I stood outside my house today watching my not so little bundle of joy flitting back and forth between trike rides and water play. I felt the sweat dripping off my forehead which comes from mowing an entire front and back (too big) yard. I stood motionless listening to the wind whipping through the trees. Lately every emotion brings me to an utter stop. I wonder if I will ever feel this exact way again. I am on the move. In a moment I may disappear. This may disappear.

A black Mercedes drove up and slowed way down. I am used to this. My FOR SALE sign begs that people slow down. But this time it was different. the car slowed down and stopped in front of my neighbor's house. I extracted myself from my emotions and made sure I could lay eyes upon my little girl. Then the engine cut out.
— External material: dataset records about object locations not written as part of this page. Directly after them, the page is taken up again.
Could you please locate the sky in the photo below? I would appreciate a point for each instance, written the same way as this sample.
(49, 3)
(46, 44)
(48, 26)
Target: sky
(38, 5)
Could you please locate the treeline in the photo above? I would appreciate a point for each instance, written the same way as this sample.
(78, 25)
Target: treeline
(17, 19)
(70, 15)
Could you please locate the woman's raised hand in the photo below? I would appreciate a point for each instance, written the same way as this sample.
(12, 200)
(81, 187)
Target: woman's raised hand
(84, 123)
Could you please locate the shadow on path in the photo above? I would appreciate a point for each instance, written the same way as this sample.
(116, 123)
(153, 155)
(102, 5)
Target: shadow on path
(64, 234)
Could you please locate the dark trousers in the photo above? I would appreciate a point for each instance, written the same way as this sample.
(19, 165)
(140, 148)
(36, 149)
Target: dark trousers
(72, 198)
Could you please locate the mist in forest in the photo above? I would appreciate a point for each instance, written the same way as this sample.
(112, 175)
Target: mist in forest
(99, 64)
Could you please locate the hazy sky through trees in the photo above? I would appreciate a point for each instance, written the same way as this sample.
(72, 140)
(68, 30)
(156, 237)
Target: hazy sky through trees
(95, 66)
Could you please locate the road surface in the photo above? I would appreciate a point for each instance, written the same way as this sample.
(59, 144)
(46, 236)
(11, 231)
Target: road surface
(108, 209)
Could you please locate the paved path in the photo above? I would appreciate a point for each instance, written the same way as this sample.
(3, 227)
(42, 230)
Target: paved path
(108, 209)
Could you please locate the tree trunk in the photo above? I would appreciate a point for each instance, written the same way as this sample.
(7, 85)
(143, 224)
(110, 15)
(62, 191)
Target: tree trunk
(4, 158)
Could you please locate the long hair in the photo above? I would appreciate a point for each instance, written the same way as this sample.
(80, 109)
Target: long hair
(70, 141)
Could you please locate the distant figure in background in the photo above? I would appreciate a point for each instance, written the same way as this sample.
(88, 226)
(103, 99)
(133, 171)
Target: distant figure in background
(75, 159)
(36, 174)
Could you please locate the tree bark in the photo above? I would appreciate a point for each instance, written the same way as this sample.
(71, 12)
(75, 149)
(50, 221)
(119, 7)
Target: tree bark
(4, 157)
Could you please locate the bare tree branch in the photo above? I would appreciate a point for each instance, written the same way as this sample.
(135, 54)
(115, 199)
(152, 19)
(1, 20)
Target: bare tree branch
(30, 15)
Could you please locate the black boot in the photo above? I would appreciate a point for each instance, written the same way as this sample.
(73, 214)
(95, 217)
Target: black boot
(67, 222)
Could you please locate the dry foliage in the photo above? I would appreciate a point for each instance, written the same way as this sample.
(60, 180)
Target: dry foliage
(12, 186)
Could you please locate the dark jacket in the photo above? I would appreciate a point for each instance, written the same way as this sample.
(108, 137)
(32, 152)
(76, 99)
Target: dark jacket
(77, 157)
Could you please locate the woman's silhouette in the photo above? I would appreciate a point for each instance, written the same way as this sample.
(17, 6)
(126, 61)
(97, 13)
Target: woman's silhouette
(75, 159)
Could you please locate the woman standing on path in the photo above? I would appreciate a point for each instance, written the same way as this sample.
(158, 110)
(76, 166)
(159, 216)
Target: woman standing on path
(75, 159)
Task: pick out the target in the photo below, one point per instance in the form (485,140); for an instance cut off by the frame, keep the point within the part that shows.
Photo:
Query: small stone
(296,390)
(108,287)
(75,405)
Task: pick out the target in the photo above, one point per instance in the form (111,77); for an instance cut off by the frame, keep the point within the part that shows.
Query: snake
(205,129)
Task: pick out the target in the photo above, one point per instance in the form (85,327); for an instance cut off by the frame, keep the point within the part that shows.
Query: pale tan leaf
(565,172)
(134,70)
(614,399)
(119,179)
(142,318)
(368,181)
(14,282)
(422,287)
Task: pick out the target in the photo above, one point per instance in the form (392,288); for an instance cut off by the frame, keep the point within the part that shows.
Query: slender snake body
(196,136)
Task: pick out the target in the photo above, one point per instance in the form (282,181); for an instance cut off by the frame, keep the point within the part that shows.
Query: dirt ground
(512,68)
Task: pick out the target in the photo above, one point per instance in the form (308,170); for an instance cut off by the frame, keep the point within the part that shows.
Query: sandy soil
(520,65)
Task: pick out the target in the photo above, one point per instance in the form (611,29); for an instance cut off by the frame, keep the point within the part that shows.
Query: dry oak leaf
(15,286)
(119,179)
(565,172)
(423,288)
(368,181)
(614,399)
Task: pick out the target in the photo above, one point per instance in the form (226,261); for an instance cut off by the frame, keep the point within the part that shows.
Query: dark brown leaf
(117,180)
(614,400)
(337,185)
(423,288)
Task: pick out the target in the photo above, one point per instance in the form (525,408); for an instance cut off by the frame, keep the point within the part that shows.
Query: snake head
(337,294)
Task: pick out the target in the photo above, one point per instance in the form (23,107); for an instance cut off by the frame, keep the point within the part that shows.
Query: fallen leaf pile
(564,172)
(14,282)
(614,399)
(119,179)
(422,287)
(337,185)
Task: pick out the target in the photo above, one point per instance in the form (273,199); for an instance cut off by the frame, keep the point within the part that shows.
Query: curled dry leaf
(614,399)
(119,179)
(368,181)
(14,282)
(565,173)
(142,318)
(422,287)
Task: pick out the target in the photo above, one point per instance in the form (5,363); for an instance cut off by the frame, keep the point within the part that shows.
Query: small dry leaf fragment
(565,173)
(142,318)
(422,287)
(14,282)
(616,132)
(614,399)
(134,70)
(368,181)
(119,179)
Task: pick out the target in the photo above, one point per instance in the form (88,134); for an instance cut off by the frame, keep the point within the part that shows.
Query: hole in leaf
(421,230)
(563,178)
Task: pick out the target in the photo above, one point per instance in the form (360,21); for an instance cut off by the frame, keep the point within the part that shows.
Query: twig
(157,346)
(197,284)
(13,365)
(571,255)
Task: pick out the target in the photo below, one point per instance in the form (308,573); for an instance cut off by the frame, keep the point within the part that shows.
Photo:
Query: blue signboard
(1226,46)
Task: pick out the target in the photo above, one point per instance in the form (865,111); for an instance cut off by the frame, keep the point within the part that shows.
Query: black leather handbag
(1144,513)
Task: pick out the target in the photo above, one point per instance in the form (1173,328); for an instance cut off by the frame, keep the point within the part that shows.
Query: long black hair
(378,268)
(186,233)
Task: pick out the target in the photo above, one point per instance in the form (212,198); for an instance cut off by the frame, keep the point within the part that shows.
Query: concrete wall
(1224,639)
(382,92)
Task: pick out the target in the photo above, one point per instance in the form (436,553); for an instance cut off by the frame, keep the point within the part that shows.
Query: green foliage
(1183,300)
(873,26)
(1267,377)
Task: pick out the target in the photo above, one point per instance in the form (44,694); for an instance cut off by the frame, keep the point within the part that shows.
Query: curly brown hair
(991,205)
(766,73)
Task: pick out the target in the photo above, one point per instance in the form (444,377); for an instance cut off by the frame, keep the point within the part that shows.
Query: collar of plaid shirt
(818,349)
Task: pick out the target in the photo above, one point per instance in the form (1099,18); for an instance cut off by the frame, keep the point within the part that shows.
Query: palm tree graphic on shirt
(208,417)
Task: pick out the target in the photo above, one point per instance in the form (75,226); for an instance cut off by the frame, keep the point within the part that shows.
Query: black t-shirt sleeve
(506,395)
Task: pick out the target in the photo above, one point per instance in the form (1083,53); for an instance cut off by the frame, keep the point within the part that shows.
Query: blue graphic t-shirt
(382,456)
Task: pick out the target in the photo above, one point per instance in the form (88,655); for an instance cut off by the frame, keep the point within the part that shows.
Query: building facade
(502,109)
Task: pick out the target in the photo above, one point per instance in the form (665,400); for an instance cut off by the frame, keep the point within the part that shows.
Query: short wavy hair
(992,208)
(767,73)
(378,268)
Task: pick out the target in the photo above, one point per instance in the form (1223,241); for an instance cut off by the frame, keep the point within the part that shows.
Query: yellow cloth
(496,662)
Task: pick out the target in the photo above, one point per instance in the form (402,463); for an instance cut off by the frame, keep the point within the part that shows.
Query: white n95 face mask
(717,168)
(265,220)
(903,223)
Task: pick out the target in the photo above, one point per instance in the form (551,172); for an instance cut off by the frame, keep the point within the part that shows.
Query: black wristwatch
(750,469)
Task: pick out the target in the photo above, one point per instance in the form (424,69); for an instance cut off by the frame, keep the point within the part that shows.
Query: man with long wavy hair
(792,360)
A blonde haired woman stepped out. "I hope you don't mind," she stated. "I grew up in this house. I just want to snap a few pictures."

I wished later that I had asked her name because our interaction was instantaneously friendly.

"Wow," I stated, "how long has it been?"

"I grew up here, moved out when I went to college, oh about 30 years ago."

30 years ago, I thought? That was just about the time that my parents moved me into this town. I immediately was drawn to this ironic stranger. We spoke about remodels, driveways, neighborhood kids, rotten porches, bathrooms,  grass, history. I didn't want to let her go. She was a part of me. She had grown up in my bestest neighbor's house and knew so much about my house and it's surroundings. I was mesmerized.

"Well, thanks so much," she called out when she finally made it back to her car. "Good luck with your move."

This is what I needed. I needed to meet her. I needed to watch her drive slowly down the street and then stop and get out to take a picture of her childhood home. A sense of relief washed over me. I connected to my house's history. She connected to her neighborhood's future. It was a pure moment. In that moment, I released my home. I released my hold.

I imagine that one day (in my 60s) I will drive down North 34th, slow down, get out, apologize and take a couple snapshots. I am hopeful that there will be someone outside willing to chat about histories and futures.